Well, I did it. I cheated.

It all started with a ham. A sugary ham. A Honey Baked Ham, god dammit. Hey, at least I cheated on the Lord’s Day. (Is Easter the Lord’s Day? I can’t remember.)

Either way—I kinda knew what I was getting into. I’m not saying I had a real plan. My brain existed in a superposition since Friday when I picked the ham up after work. I neither acknowledged the ham as something I would eat, nor did I discount the idea. I didn’t think about the carbs. I didn’t swear it off. I just picked the thing up and forgot about it.

Sunday rolls around. I’m still not thinking much about it. Eventually, it’s time. I unwrap it (mainly to get some for my son’s dinner plate), and that’s when I have to make a decision. God, it looked good. Ham by itself? Totally fine. But honey baked ham, with globs of caramelized sugar stuck to the edges of each slice? That’s something else.

The initial plan: avoid the sugary bits, stick to the meat. You’ll be fine. Wrong.

That plan fell apart the second I accidentally ingested a small piece of literal crack. I’m exaggerating—but yeah, once it happened, I just kind of acknowledged the truth: there was a real chance I’d get kicked out of ketosis. I mentioned it to my wife too. And when I say I didn’t mind that idea, I mean it. Here’s why…

This time around with keto is different. Or at least, it’s supposed to be. The plan is: keto is the baseline, everything else is the exception. This is a lifestyle now. There’s no “end” in sight. I’m not doing keto for eight months and then exiting. I’m the kind of guy who eats keto full time—and maybe occasionally breaks to celebrate the Lord on Easter. (I am an atheist. But for God, I will eat some carbs.)

Easter was what it was. I didn’t know if I got kicked out or not, but the second round of honey baked ham at 11 p.m. didn’t help. Neither did the following day, when I tested my blood and confirmed I was out of ketosis—and then ate six more pieces without guilt.

It’s two days of my life. I’ve been keto for over two months now. The plan? Act like I never stopped.

Really—it’s that simple. In the past, I’d get derailed if I got off my game. That’s the unfortunate side effect of being an “all or nothing” guy. But something’s different this time. I’m not discouraged. I know I’ll be okay.

Tomorrow, I’ll wake up, grab my black coffee or zero-carb energy drink, fast until the afternoon, and eat a normal keto dinner. Business as usual.
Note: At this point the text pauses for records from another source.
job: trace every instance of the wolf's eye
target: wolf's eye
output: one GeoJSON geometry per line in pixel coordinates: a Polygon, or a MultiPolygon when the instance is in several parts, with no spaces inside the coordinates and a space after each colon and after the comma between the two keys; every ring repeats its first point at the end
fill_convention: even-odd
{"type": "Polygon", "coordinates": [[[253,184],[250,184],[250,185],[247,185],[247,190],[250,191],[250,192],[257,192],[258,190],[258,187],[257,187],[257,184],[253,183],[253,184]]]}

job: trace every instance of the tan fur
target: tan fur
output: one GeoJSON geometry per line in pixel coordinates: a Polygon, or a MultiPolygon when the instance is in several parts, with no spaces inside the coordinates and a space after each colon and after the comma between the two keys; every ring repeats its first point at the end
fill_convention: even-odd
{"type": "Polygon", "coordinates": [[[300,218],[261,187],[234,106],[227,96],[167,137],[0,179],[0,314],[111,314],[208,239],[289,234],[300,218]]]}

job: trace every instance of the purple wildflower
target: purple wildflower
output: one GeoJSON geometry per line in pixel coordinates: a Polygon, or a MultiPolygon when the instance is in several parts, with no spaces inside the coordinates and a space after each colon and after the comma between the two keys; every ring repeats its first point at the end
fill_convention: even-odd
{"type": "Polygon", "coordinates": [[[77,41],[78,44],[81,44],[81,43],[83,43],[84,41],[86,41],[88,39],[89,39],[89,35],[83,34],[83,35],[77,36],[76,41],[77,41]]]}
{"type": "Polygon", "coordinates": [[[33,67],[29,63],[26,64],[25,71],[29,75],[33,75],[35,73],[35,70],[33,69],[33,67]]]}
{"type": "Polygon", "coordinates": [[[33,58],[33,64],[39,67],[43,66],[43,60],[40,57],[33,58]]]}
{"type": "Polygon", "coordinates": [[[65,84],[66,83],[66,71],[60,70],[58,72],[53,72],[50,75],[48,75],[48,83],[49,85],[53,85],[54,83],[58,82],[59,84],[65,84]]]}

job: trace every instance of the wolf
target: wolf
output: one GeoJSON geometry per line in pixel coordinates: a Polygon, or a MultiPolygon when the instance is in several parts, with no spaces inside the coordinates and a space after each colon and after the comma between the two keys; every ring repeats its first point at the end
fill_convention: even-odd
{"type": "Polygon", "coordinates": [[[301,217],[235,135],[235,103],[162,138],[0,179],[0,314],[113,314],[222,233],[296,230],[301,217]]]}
I’m done being fat. I’m done with the bullshit. I’m a full-time keto guy who cheats once in a blue moon—and then acts like it never happened. And honestly? Acting like it never happened helps. It gets you back on track immediately. No spiral. No guilt binge. Just back to normal macros.

So that was Easter.

I wanted to share a real keto story—from someone who’s living it day to day, and who’s laser-focused on the goal of eliminating obesity once and for all. I’ll be watching the short-term weight data to see if this little detour had any noticeable effect. But ultimately, I’m letting it fade into the background as just a small blip in a long-term trend.